Forgiven

“Forgive as the Lord forgave you.” (Col 3:13)

What a foundation is to a house, forgiveness is to a Christian. Forgiveness is where our relationship with God begins. He offered forgiveness to us before we even realized we needed it. The foundation of our faith is built with the building blocks of forgiveness and held together with the mortar of grace. Build what you may on top of that, but without it, the whole house comes crumbling down. We have nothing to say if we do not have the forgiveness of God. The library of Christian books is incredibly vast and the authors span two millennia. The books are seemingly innumerable, but without the forgiveness of God, put every pen down, close every cover. Our language is the communication of forgiveness. The Gospel is the good news of the forgiveness of sin. No forgiveness: No good news, no message to share, every book evaporates, or disintegrates, or, for Heaven’s sake, was never written at all. On that brutal, bloody day when Jesus was nailed to the Roman gibbet in front a mocking crowd of tormentors, he cried out his first words in that dark hour before even the sky itself turned black. Mingled with spit and blood his words were heard over the laughter and tears going on beneath his mangled body. For those who rejected, scorned and crucified him, he cried, “Father forgive them…”.

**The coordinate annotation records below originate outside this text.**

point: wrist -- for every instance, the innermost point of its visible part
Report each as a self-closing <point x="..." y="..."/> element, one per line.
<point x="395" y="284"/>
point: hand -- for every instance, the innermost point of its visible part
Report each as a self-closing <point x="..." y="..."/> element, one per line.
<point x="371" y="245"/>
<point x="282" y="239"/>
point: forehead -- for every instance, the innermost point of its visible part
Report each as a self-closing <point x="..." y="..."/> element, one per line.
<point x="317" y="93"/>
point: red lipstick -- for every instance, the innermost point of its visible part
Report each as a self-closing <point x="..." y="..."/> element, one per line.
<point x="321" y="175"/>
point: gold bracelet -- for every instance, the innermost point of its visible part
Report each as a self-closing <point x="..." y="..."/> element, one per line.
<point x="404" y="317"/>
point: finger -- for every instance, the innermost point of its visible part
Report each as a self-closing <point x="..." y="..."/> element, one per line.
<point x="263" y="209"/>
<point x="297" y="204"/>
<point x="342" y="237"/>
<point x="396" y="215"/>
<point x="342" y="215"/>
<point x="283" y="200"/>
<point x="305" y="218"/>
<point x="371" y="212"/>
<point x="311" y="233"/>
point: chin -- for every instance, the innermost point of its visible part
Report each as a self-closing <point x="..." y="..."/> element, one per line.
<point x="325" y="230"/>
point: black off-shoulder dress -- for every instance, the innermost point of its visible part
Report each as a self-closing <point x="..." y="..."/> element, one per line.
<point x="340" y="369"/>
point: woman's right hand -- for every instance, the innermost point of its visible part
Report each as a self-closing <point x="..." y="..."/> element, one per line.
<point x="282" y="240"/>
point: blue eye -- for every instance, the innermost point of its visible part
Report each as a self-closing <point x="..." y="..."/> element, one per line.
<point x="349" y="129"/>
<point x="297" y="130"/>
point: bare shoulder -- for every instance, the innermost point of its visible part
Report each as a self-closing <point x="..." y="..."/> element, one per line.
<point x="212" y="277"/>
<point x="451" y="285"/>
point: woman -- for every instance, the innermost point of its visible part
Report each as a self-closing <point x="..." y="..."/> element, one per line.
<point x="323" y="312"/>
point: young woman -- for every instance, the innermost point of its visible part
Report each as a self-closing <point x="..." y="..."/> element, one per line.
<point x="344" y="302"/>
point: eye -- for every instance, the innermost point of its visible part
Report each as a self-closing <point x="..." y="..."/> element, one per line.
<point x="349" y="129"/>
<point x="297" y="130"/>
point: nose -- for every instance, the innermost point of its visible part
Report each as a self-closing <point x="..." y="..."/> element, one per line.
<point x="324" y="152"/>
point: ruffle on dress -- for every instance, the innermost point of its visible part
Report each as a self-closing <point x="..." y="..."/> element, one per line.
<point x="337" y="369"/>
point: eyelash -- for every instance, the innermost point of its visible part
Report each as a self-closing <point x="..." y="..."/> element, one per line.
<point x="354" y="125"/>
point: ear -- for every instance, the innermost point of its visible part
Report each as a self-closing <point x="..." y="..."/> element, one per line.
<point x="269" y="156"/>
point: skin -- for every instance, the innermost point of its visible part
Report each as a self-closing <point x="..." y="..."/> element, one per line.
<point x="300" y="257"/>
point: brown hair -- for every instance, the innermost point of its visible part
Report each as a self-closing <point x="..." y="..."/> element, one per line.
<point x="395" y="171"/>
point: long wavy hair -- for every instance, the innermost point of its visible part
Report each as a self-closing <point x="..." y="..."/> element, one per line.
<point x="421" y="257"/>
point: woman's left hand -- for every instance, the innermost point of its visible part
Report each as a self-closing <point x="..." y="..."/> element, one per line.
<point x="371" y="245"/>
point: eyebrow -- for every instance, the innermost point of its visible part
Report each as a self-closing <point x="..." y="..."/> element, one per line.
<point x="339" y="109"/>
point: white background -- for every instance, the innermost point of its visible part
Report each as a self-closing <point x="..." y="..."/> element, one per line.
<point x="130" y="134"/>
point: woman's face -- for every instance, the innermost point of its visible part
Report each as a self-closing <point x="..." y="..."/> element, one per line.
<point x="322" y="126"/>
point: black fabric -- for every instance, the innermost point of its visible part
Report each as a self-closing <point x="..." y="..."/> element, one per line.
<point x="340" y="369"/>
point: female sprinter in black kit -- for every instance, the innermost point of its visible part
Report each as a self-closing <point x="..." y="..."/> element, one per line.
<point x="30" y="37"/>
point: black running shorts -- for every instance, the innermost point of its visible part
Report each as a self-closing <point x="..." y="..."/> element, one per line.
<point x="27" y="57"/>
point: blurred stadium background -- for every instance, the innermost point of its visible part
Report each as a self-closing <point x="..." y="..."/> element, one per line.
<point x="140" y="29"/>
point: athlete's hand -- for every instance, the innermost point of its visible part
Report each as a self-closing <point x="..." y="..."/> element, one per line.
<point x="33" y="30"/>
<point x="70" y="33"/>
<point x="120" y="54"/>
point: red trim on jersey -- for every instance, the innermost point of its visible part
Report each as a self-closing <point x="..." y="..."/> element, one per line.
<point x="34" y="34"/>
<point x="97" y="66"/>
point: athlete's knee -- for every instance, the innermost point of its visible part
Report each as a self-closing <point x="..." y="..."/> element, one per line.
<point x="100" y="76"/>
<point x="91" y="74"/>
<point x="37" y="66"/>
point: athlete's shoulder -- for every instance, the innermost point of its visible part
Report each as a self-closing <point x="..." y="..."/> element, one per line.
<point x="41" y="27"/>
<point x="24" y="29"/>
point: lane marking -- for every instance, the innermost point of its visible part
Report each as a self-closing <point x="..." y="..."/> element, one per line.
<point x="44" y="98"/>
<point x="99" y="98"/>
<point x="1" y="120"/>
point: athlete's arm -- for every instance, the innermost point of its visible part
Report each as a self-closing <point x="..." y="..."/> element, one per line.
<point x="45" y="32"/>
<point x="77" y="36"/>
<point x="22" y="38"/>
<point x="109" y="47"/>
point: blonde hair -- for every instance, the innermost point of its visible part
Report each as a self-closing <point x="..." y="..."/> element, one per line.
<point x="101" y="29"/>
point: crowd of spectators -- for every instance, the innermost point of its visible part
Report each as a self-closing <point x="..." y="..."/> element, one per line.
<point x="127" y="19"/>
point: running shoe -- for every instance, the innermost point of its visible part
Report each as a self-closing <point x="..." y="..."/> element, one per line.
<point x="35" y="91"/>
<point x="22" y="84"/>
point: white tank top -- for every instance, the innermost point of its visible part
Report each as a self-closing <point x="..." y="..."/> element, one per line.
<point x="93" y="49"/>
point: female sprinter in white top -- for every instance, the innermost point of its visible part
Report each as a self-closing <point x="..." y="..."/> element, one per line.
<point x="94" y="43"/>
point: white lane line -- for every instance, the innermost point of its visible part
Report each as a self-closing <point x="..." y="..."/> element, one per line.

Now, listen to C.S. Lewis, “To be Christian means to forgive the inexcusable, because God has forgiven the inexcusable in you. This is hard.” I will grant you, Lewis gives us an understatement when he says, “This is hard.” Nevertheless, he is right. It is hard, and it is what it means to follow Jesus. The crucified savior, the risen Lord calls us to forgive just as God in Christ has forgiven us. Anything less is to forget what we are all about, what our message is all about, what our Faith is all about, what the cross is all about. You might say, “The person who offended me doesn’t deserve to be forgiven.” True, but then neither do you or I. Our forgiveness isn’t based on what they deserve, but on what we’ve received, not on their sin but on His sacrifice. You might say, “Forgiveness feels like letting them off the hook, and someone should pay for what they’ve done.” But Jesus would say, “I did pay. I paid for what they have done and for everything you have done.” The forgiveness that has been offered to us, he expects to be offered by us. If we forget that, if we want to receive the forgiveness of our Father but not extend that forgiveness as His children, we forget the foundation on which we’re standing, the price that he paid, the message and the mission that he has called us to. “Forgiven people are to be forgiving people.” After all, how can we call ourselves followers of Jesus, if we don’t actually follow his example and his command.